The next development in Guralnik is expected by January 8, 2016, the date by which parties may file a memorandum in response to the Amicus Memorandum. We expect the IRS’s response will argue the jurisdictional nature of Section 6330(d)(1), and that it is not subject to equitable tolling.

Comments

  1. Jack Schiffman says:

    How about a simple rule amendment that tolls the filing date for day/days the Tax Court is not open for business. It would conform to the FRCP.

  2. Jack Schiffman says:

    How about a simple rule amendment that tolls the filing date of the pe

  3. Carl Smith says:

    A problem with that solution is that both the FRAP and FRCP provisions which extend filing deadlines when the court is closed are probably improper as to any filing deadline that is really “jurisdictional” — although I don’t know that anyone has litigated that issue (who would bring it up?). Under recent Supreme Court case law, most filing deadlines are not jurisdictional. But, by clearly indicating otherwise, Congress can turn a filing deadline into being jurisdictional.

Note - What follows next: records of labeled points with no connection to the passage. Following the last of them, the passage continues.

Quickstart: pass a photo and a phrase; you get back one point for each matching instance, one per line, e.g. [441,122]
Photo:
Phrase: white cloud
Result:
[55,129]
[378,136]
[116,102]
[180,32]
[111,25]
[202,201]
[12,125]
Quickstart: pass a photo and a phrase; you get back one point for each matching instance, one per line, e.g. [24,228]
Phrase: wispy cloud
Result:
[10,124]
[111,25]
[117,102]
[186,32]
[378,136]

    The Tax Court has held that all filing deadlines in its court are jurisdictional — though the court hasn’t considered whether the language of any particular provision, such as 6330(d)(1)’s 30-day period, is still jurisdictional under recent Supreme Court case law. (It isn’t jurisdictional, says the Harvard Federal Tax Clinic Guralnik amicus brief.)

    The Supreme Court has made clear recently that if a time deadline is truly jurisdictional (as the Tax Court has previously held with respect to 6330(d)(1)’s time limit), then not even a regulation can cause the period to be tolled. Here’s a quote from Sebelius v. Auburn Regional Med. Center, 133 S. Ct. 817, 824 (2013):

    We reiterate what it would mean were we to type the governing statute, 42 U. S. C. §1395oo(a)(3), “jurisdictional.” Under no circumstance could providers engage PRRB review more than 180 days after notice of the fiscal intermediary’s final determination. Not only could there be no equitable tolling. The Secretary’s regulation providing for a good-cause extension, see supra, at ___, 184 L. Ed. 2d, at 635, would fall as well.

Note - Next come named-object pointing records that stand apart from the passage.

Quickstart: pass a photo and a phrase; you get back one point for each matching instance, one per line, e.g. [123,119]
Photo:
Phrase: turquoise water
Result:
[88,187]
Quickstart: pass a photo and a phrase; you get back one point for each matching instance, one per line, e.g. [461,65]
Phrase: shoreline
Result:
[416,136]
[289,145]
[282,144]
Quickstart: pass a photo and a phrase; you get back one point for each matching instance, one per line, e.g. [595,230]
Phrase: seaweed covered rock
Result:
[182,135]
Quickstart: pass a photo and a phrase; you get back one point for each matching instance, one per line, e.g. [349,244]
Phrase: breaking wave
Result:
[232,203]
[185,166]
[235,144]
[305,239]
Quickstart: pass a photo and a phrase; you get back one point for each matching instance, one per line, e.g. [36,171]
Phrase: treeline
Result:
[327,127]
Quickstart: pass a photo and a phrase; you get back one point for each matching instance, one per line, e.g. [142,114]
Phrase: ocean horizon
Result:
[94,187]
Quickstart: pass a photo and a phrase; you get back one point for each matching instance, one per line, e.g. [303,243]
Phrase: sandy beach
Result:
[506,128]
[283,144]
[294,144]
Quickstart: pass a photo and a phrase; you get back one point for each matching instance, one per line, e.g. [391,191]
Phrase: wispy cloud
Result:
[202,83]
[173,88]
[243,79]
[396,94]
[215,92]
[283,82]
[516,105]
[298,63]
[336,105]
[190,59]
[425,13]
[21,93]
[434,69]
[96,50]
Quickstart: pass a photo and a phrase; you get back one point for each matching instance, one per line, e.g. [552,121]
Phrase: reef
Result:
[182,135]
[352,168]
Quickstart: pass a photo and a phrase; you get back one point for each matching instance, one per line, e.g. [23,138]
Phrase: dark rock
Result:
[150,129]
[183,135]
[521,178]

    Further, in Kontrick v. Ryan, 540 U.S. 443, 453-454 (2004), the Court stated that only Congress could create or withdraw jurisdiction, not the FRCP or the rules of the bankruptcy courts actually involved in the case.

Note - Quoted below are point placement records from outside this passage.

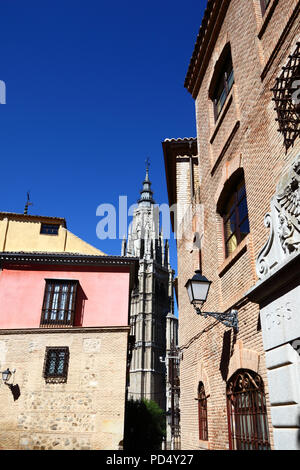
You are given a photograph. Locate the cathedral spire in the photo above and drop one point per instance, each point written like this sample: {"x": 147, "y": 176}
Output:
{"x": 146, "y": 198}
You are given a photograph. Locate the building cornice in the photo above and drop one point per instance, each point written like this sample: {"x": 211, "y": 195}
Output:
{"x": 70, "y": 259}
{"x": 173, "y": 148}
{"x": 29, "y": 217}
{"x": 69, "y": 330}
{"x": 208, "y": 33}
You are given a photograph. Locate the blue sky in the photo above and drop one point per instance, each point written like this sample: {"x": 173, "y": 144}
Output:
{"x": 92, "y": 89}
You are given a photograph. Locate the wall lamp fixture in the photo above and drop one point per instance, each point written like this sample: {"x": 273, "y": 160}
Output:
{"x": 197, "y": 288}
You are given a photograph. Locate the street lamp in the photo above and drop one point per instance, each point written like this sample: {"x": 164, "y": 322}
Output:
{"x": 197, "y": 289}
{"x": 6, "y": 375}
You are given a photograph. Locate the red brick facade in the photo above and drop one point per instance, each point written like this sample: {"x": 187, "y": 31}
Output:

  4. Karma Chameleon says:

    {{Comment deleted by moderator}}

    • JT, we think you often provide insightful and helpful comments regarding tax procedure and policy. You must, however, stop the immature comments and personal attacks. As in this case, they are often incorrect and undermine your thoughtful tax procedure comments. We do not want to stop you from being a part of the discussion, and hope you will reconsider how you are posting. Thanks, Stephen

  5. Raymond Cohen says:

    While I agree with the decision, I thought that the Tax Court was not a court of equity and did not provide equitable relief. In the past, the Tax Court has also provided equitable relief; however, in Cohen v Commissionerr the Tax Court refused.

  6. Bob Kamman says:

    The issue in this absurd matter is whether Congress intended Tax Court judges to have and use as much sense as (my mother would say) God gave a goose. Having demonstrated that it sometimes does not have that much sense itself, Congress has created a cause that an army of IRS lawyers can now debate.

    No American city is more threatened by terrorism than Washington. If violence closes government institutions like the Tax Court — walking distance from the Capitol — will a day in court be denied to taxpayers who thought we live in normal times? In that case the score will be ISIS and IRS 1, Justice 0.